# Hardware Top 10: Das sind die Caseking-Bestseller bei Gehäusen, Kühlern & Co. [Anzeige]



## PCGH-Redaktion (2. Januar 2010)

*Hardware Top 10: Das sind die Caseking-Bestseller bei Gehäusen, Kühlern & Co. [Anzeige]*

Jetzt ist Ihre Meinung zu Hardware Top 10: Das sind die Caseking-Bestseller bei Gehäusen, Kühlern & Co. [Anzeige] gefragt. Beachten Sie dabei unsere Forenregeln.
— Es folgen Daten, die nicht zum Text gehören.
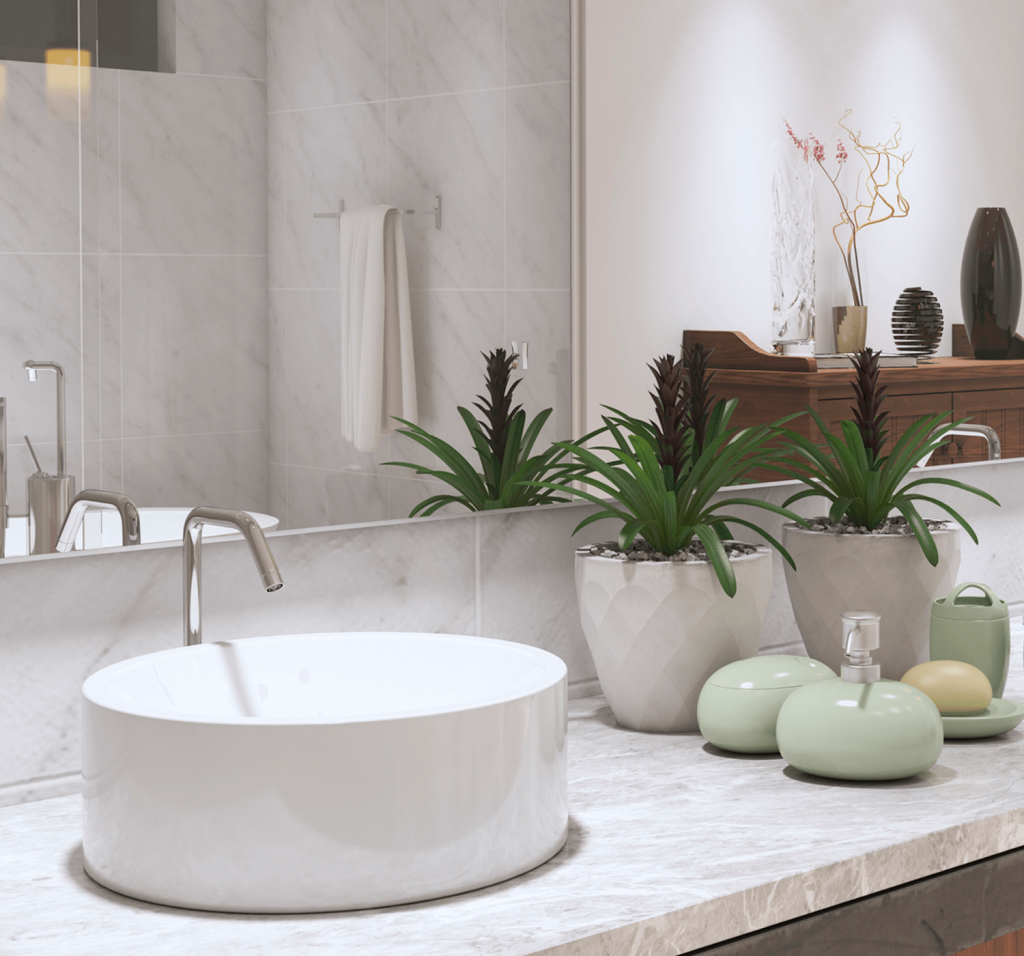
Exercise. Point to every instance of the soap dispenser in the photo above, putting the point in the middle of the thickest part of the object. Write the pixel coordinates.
(857, 726)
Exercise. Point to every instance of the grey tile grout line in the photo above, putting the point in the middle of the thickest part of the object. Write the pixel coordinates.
(376, 102)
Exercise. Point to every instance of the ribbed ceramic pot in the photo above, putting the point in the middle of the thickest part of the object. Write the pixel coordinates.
(850, 327)
(887, 573)
(657, 629)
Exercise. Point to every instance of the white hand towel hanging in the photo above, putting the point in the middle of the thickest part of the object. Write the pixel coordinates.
(378, 376)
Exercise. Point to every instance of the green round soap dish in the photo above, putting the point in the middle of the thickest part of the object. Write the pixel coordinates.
(999, 717)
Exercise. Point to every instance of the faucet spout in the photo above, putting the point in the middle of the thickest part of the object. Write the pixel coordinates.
(193, 541)
(110, 501)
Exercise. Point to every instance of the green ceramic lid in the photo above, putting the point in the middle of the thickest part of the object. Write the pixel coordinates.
(771, 670)
(956, 606)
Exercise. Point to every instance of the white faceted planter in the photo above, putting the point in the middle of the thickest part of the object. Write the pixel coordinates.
(887, 573)
(657, 629)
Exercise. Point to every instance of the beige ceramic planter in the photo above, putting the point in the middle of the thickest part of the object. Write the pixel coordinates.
(657, 629)
(888, 573)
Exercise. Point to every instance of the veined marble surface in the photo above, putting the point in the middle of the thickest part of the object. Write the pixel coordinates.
(673, 845)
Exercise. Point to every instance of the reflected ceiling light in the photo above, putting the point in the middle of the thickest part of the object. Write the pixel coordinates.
(68, 75)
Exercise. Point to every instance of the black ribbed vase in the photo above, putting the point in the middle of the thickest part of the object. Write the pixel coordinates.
(918, 322)
(990, 284)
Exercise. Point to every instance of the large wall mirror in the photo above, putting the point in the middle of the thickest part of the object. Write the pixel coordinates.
(158, 240)
(684, 104)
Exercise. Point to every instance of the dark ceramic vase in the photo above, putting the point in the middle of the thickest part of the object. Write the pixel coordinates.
(990, 284)
(918, 322)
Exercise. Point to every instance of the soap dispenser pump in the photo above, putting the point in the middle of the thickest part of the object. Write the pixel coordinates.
(857, 726)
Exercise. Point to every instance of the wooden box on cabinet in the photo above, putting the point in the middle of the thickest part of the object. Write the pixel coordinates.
(772, 386)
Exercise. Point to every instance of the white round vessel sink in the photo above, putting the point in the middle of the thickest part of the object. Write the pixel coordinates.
(102, 528)
(323, 772)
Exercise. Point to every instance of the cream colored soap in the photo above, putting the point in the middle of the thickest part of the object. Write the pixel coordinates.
(956, 688)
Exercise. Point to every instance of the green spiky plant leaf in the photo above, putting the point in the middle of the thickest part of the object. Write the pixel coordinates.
(504, 443)
(662, 485)
(862, 484)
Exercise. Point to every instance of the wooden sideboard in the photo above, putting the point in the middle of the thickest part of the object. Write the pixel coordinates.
(772, 386)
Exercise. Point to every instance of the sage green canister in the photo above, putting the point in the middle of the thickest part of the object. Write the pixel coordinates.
(739, 703)
(974, 628)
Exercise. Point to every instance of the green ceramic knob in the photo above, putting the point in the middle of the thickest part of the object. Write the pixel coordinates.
(881, 731)
(974, 628)
(739, 703)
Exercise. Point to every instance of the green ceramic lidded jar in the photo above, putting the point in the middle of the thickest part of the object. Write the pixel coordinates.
(739, 703)
(974, 628)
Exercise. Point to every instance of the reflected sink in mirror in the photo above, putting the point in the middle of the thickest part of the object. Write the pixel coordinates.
(324, 772)
(102, 528)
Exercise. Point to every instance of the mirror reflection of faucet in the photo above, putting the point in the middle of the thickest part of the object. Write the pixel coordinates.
(49, 495)
(131, 532)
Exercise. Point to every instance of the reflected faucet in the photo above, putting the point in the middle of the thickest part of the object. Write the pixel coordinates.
(3, 474)
(107, 501)
(193, 541)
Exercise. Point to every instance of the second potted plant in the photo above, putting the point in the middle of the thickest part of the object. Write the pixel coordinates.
(861, 556)
(673, 599)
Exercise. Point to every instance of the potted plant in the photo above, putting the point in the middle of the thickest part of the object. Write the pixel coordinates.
(860, 556)
(883, 201)
(673, 599)
(504, 442)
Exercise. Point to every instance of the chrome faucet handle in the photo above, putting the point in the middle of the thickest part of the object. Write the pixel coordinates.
(192, 563)
(131, 532)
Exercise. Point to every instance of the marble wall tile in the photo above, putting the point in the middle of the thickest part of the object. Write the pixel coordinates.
(451, 145)
(527, 581)
(276, 24)
(100, 165)
(444, 46)
(278, 374)
(538, 173)
(320, 497)
(40, 319)
(313, 375)
(276, 198)
(451, 330)
(38, 169)
(542, 318)
(195, 350)
(193, 165)
(226, 38)
(224, 470)
(537, 41)
(330, 155)
(279, 493)
(334, 52)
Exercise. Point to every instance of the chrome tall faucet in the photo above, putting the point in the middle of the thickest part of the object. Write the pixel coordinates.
(108, 501)
(49, 495)
(193, 541)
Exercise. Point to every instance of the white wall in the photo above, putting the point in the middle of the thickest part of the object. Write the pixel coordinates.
(683, 101)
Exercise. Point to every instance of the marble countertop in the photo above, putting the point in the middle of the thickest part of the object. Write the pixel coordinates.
(673, 845)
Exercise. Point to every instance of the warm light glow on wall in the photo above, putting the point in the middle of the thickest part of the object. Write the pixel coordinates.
(68, 75)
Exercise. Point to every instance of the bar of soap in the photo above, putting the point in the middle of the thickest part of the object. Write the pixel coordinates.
(956, 688)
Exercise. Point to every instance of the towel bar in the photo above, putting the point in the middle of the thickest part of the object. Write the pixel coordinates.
(435, 212)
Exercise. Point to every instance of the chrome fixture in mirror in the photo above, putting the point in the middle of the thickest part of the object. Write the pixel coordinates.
(131, 532)
(49, 495)
(193, 541)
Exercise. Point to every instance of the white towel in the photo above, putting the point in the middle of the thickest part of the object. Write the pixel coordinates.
(378, 376)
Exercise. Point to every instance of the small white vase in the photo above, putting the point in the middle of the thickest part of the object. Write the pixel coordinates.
(657, 629)
(888, 573)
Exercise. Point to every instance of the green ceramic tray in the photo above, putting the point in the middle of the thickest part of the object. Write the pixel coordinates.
(999, 717)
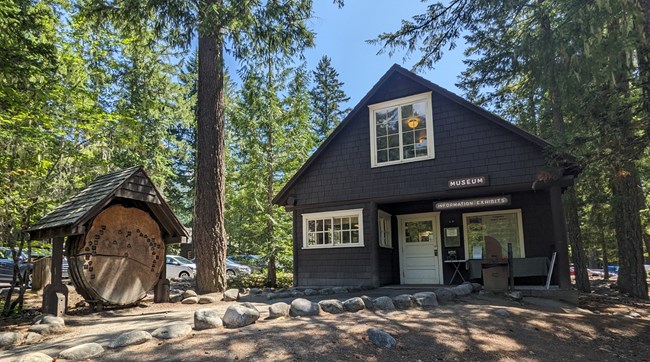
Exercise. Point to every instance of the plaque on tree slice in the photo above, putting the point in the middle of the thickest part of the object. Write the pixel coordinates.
(120, 257)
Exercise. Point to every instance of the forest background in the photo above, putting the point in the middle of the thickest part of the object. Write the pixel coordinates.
(81, 96)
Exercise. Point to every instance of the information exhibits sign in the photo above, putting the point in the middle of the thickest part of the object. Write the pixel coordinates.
(466, 182)
(472, 203)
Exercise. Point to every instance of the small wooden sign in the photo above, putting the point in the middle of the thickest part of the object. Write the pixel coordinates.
(472, 203)
(467, 182)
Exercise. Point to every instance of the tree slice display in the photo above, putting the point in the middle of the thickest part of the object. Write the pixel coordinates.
(120, 258)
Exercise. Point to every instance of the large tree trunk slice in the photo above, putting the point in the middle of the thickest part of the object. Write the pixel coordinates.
(120, 258)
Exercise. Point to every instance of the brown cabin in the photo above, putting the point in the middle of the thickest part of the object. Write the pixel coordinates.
(115, 232)
(416, 177)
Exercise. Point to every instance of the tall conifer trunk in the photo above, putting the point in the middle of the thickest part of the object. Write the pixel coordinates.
(627, 194)
(626, 203)
(570, 199)
(209, 235)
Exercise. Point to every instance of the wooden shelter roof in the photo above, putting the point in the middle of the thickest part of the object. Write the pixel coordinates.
(132, 183)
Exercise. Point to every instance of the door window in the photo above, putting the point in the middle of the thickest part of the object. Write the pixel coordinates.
(418, 231)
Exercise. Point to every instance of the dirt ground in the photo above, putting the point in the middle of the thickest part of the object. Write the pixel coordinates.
(600, 328)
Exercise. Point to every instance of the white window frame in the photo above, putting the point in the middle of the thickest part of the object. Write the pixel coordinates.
(495, 212)
(374, 108)
(388, 241)
(332, 214)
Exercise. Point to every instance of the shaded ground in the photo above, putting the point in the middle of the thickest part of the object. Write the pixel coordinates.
(536, 330)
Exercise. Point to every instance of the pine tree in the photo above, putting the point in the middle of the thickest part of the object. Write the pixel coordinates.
(575, 82)
(249, 29)
(327, 97)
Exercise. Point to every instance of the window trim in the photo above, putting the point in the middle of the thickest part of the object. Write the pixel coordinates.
(331, 214)
(373, 108)
(495, 212)
(384, 215)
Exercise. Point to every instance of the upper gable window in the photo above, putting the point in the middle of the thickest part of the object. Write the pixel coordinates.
(401, 130)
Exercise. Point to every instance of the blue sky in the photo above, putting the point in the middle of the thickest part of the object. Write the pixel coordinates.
(341, 34)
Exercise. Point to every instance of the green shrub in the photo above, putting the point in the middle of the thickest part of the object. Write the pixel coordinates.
(260, 280)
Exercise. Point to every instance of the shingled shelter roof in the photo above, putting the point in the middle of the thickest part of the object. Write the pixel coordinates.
(131, 184)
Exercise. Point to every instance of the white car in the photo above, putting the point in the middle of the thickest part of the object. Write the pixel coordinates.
(179, 267)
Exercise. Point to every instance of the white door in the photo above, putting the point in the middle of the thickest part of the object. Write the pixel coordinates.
(420, 254)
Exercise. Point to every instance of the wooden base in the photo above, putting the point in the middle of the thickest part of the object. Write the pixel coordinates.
(55, 299)
(161, 291)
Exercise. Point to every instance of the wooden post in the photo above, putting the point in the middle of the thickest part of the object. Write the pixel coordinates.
(560, 236)
(161, 290)
(511, 274)
(55, 294)
(296, 247)
(373, 233)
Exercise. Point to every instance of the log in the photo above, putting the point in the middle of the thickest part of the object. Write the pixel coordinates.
(119, 259)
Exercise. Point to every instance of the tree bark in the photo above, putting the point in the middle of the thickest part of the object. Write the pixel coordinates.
(570, 200)
(209, 234)
(271, 271)
(605, 257)
(646, 241)
(578, 257)
(626, 203)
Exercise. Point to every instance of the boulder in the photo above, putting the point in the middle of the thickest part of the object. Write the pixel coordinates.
(302, 307)
(206, 300)
(281, 295)
(33, 338)
(403, 301)
(231, 295)
(278, 310)
(367, 301)
(463, 290)
(326, 291)
(82, 352)
(445, 295)
(46, 329)
(9, 339)
(176, 330)
(190, 300)
(333, 306)
(207, 318)
(309, 292)
(381, 339)
(34, 357)
(130, 338)
(383, 303)
(354, 305)
(426, 299)
(240, 315)
(189, 293)
(50, 319)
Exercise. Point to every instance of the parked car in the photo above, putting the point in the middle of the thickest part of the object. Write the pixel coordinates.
(234, 269)
(596, 272)
(7, 266)
(612, 269)
(179, 267)
(255, 262)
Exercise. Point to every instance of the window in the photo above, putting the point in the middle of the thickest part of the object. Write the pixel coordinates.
(333, 229)
(505, 226)
(401, 130)
(385, 235)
			Dieser Inhalt steht nur eingeloggten Mitgliedern zur Verfügung.
        

 Zurück zum Artikel: Hardware Top 10: Das sind die Caseking-Bestseller bei Gehäusen, Kühlern & Co. [Anzeige]


----------



## CherryCoke (2. Januar 2010)

*Hardware Top 10: Das sind die Caseking-Bestseller bei Gehäusen, Kühlern & Co. [Anzeige]*

Das Case auf Platz 2 gefällt mir.


----------



## guna7 (2. Januar 2010)

*AW: Hardware Top 10: Das sind die Caseking-Bestseller bei Gehäusen, Kühlern & Co. [Anzeige]*

Das hier Caseking.de » Gehäuse » Silverstone » Alle Silverstone Gehäuse » Silverstone SST-RV02B-W Raven 2 Midi-Tower - black ist mein Favorit (leider nicht in der Liste enthalten).


----------



## Castor_23 (2. Januar 2010)

*AW: Hardware Top 10: Das sind die Caseking-Bestseller bei Gehäusen, Kühlern & Co. [Anzeige]*

Juhu, Nummer 2 steht gerade auf meinem Schreibtisch neben mir...
Nummer 1 wäre auch dabei, wenn ich nicht 

a. Top-Blower-Fan wäre und 
b. im Scythe Grand Kama Cross einen besseren Kühler gefunden hätte. 
Aber immerhin die WLP von Prolimatech leistet gute Dienste bei mir ^^


----------



## ZeP_Jonny (2. Januar 2010)

*AW: Hardware Top 10: Das sind die Caseking-Bestseller bei Gehäusen, Kühlern & Co. [Anzeige]*

weil der kama cross ja auch in der gleichen liga wie der prolimatech spielt 
der kann es lange ncith mti dem aufnehmen, is kalr das der auch billiger is


----------



## Castor_23 (2. Januar 2010)

*AW: Hardware Top 10: Das sind die Caseking-Bestseller bei Gehäusen, Kühlern & Co. [Anzeige]*



ZeP_Jonny schrieb:


> weil der kama cross ja auch in der gleichen liga wie der prolimatech spielt
> der kann es lange ncith mti dem aufnehmen, is kalr das der auch billiger is



 Dacht mir schon das wieder solche Aussagen kommen...
CPU-Kühler Roundup 11/2009 (Neue Teststation)-AwardFabrik :: Testberichte :: Overclocking
Die 2°-5° höhere CPU-Temp ist für mich ein fairer Tausch dass dafür die umliegenden Komponenten wie SpaWas etc. um bis zu 20° kühler sind, da die der Prolli nicht mitkühlt.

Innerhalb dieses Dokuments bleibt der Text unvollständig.